Mon emploi du temps de cette année m'était plus que bénéfique. Mes mardis après-midi libérés, j'avais un jour supplémentaire pour m’entraîner, lorsque les chorégraphies s'avéraient plus lourdes ou plus complexes, jusqu'au jeudi. J'entrai dans l'espace réaménagé en studio de danse pour y trouver Meryl, des écouteurs dans les oreilles, en train de battre le rythme de la jambe et du doigt.

— J'espère que tu es en forme, petite gazelle. Je vais tout d'abord te montrer la chorée que j'ai élaborée et puisque nous n'avons qu'un après-midi pour travailler ensemble, autant s'y mettre sans traîner !

Ma collègue se leva pour allumer la musique tandis que je me débarrassai de ma chemise pour ne conserver qu'un débardeur moulant et un short. J'observai attentivement la grâce de la jeune femme fine au teint hâlé. Ses cheveux bruns ornés de boucles éparses suivaient la volupté de ses mouvements, léchant ses épaules, et ses yeux de la même couleur inspiraient l'assurance et l'autorité lorsqu'elle dansait. Elle m'impressionnait beaucoup.
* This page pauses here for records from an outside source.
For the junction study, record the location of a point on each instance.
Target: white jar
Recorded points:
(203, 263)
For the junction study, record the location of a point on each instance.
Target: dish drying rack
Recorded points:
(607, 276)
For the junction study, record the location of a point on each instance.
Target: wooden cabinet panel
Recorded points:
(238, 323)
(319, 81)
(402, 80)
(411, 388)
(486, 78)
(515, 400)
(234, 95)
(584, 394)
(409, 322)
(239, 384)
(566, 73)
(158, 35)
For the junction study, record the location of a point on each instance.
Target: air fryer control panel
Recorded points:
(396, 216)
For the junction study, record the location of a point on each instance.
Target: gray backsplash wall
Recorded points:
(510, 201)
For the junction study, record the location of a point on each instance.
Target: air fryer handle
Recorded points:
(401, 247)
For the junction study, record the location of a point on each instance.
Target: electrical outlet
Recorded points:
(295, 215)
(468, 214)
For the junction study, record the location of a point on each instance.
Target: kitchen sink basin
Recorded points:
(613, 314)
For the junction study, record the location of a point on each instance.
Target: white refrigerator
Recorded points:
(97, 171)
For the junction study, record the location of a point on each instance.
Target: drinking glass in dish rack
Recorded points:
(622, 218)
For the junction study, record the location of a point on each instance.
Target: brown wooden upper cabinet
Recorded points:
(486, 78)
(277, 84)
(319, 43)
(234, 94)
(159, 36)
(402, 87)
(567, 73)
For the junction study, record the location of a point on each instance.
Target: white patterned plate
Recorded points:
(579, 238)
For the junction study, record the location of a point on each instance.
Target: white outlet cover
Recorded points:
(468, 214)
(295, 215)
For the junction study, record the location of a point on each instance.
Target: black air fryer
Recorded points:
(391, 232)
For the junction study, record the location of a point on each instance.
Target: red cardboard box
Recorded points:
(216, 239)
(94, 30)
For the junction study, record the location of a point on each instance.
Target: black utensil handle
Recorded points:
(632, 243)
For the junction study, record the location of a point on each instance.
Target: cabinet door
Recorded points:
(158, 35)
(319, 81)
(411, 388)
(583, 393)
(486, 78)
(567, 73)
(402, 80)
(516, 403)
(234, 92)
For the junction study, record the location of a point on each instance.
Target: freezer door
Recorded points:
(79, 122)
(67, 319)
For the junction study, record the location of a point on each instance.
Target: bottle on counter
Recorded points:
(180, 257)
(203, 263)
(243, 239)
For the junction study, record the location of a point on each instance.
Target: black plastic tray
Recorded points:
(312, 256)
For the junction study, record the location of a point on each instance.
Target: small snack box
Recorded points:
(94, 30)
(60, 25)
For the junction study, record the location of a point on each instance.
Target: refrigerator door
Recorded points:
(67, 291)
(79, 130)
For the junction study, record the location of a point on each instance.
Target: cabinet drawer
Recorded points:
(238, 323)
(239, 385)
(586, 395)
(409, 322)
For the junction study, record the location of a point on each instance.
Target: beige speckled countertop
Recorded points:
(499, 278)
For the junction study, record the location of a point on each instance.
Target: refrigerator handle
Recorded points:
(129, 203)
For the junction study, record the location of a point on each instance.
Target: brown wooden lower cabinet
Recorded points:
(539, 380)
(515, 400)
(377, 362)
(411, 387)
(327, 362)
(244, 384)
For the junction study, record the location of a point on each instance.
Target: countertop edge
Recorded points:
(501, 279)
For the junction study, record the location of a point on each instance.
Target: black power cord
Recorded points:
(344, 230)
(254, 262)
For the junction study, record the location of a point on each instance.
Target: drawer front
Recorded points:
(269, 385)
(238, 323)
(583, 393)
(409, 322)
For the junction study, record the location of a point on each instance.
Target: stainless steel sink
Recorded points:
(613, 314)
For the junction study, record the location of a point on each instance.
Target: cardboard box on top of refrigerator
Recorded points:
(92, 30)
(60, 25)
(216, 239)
Mère d'une petite fille qui valait à ses yeux bien plus que tout l'or du monde, elle avait embrassé sa profession de strip-teaseuse sans la moindre honte. Assumant pleinement son corps et consciente de ses atouts, Meryl n'avait pas ou que peu de tabous. Ses conseils, sa bienveillance et ses encouragements m'avaient rassurée plus d'une fois où j'avais failli abandonner. J'ai tellement progressé grâce à elle !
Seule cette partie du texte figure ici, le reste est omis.